The letter went on: "At this historic moment for our caucus and our country, we need Jim's leadership, and his voice and experience is invaluable to our caucus, the Congress and our country, and we hope you will support his candidacy for Whip's application by majority. "
More than 150 Democrats have already adhered to the letter, putting Clyburn well above the threshold required to win the job. Democrats will have about 235 members at the 116th Congress.
Representative Diane DeGette (D-Colo.) Challenged Clyburn for the position of Whip, but she ended her efforts last week.
Pelosi will be massively elected Democratic presidential candidate on Wednesday, but will still have enough support to win a roll call vote on Jan. 3. Like Clyburn, the majority leader, Hoyer, is undisputed. has published a list of more than 180 public supporters.
Clyburn, 78, was first elected to Congress in 1992. Son of a minister, Clyburn first showed up in the civil rights movement.
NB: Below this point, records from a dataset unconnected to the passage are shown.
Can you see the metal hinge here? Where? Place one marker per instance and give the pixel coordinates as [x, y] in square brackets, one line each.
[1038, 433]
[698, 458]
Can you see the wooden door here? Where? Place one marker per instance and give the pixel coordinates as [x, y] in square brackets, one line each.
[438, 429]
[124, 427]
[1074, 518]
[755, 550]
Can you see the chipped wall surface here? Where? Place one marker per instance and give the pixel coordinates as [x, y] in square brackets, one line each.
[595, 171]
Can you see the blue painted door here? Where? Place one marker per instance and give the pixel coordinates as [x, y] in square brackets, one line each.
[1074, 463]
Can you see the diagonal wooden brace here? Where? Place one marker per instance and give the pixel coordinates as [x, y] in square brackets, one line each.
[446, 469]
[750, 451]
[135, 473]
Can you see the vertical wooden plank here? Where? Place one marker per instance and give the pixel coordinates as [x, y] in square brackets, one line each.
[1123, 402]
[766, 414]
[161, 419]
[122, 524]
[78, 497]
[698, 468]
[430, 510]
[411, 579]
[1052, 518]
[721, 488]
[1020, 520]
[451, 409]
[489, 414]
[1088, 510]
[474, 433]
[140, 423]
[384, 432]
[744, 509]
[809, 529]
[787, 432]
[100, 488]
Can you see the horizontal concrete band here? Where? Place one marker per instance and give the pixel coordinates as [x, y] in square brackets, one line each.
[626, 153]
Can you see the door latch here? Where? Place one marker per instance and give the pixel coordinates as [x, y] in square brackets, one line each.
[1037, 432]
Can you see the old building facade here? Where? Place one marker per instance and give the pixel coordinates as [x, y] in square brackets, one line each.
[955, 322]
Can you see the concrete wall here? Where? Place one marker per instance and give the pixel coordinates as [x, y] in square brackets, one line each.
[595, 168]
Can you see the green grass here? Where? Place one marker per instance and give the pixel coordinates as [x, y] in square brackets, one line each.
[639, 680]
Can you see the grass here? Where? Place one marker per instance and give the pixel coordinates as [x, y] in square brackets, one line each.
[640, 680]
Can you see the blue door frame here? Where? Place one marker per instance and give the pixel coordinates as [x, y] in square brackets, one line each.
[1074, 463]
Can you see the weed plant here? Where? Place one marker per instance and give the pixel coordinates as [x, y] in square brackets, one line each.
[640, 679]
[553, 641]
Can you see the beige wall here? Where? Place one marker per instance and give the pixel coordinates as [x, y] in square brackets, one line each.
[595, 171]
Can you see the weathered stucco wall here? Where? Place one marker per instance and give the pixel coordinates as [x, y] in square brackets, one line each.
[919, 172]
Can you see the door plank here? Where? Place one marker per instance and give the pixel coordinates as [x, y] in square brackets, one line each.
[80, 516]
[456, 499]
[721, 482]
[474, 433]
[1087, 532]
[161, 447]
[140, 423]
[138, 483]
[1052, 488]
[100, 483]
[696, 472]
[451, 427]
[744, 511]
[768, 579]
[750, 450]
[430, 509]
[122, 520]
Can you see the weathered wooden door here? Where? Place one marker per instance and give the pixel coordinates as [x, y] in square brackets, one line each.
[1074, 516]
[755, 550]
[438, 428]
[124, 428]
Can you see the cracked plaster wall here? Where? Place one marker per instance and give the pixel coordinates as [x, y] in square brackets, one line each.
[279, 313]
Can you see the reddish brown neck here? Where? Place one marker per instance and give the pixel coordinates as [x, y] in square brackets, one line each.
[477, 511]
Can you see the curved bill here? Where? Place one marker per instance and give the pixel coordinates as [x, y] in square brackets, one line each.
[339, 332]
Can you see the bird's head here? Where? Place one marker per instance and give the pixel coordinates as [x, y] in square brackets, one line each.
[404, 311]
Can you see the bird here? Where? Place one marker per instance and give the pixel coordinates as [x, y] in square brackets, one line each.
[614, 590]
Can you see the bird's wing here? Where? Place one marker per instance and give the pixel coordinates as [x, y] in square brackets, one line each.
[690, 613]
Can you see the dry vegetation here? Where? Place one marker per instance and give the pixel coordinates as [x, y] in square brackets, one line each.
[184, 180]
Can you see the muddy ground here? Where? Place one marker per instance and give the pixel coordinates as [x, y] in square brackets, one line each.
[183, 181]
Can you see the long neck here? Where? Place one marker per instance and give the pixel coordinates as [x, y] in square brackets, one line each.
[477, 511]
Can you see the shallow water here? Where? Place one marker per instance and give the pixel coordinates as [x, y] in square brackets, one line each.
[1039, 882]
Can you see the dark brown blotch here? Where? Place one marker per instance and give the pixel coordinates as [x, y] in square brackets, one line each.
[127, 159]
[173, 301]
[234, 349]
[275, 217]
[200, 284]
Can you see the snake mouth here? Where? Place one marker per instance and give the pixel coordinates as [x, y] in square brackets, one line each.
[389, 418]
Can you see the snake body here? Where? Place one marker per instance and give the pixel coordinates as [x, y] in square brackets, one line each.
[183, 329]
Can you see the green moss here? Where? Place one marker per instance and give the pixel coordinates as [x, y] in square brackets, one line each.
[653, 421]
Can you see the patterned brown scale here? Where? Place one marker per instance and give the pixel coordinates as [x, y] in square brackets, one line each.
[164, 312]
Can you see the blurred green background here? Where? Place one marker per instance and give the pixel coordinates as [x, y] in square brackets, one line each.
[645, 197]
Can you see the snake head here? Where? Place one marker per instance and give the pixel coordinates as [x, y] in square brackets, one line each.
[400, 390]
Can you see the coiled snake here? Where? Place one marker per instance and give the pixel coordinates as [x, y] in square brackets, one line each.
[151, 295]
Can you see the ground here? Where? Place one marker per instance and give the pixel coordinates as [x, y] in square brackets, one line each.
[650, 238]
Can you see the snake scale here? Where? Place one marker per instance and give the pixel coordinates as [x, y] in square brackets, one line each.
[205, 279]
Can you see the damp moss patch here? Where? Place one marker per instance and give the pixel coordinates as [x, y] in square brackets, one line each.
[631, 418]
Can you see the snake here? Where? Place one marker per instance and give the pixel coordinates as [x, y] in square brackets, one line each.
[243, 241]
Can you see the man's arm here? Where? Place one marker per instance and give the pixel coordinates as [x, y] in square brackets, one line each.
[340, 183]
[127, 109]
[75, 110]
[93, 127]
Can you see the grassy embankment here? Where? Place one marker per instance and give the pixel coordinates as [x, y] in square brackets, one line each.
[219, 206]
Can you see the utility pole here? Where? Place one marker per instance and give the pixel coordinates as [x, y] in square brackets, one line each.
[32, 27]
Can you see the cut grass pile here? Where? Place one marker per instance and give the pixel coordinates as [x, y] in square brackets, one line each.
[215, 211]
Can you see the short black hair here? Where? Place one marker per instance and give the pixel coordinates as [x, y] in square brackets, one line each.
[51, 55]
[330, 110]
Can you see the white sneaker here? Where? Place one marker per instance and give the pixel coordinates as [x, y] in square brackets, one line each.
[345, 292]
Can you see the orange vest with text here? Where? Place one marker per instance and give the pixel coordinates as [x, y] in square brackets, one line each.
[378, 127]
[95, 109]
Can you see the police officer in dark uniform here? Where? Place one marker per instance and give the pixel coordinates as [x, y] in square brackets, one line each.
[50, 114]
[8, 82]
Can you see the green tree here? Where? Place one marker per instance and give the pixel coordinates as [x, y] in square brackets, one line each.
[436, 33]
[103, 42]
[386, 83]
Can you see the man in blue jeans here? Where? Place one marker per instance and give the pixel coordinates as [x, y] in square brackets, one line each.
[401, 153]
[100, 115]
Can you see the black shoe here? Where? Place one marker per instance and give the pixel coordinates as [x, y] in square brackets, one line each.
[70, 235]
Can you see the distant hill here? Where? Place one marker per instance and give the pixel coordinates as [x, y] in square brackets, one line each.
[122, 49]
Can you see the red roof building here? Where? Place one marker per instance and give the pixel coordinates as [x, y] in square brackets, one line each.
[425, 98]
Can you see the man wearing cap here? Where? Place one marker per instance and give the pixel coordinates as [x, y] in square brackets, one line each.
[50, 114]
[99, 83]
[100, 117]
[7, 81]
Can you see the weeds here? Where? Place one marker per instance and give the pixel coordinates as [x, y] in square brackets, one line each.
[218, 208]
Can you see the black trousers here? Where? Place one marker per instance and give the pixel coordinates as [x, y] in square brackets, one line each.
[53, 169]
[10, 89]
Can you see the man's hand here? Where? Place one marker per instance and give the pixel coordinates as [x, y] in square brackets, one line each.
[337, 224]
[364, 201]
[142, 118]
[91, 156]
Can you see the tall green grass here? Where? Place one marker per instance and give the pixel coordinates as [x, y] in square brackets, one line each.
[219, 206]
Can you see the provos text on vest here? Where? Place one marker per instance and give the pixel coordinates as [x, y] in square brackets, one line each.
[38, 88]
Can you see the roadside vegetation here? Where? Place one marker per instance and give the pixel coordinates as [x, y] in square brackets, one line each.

He then became a teacher and then held the position of civil servant in South Carolina before being elected to Congress.
Clyburn and former representative William Gray (D-Pa.) Are the highest black legislators in the history of Congress, and the ever-increasing power of the Congressional Black Caucus means that a black speaker or a majority leader is possible in the near future. African-American legislators will hold positions # 3 and # 5 in the House Democratic Caucus. They will be the chairs of several committees, evidence of the CBC's influence in the democratic caucus of the House.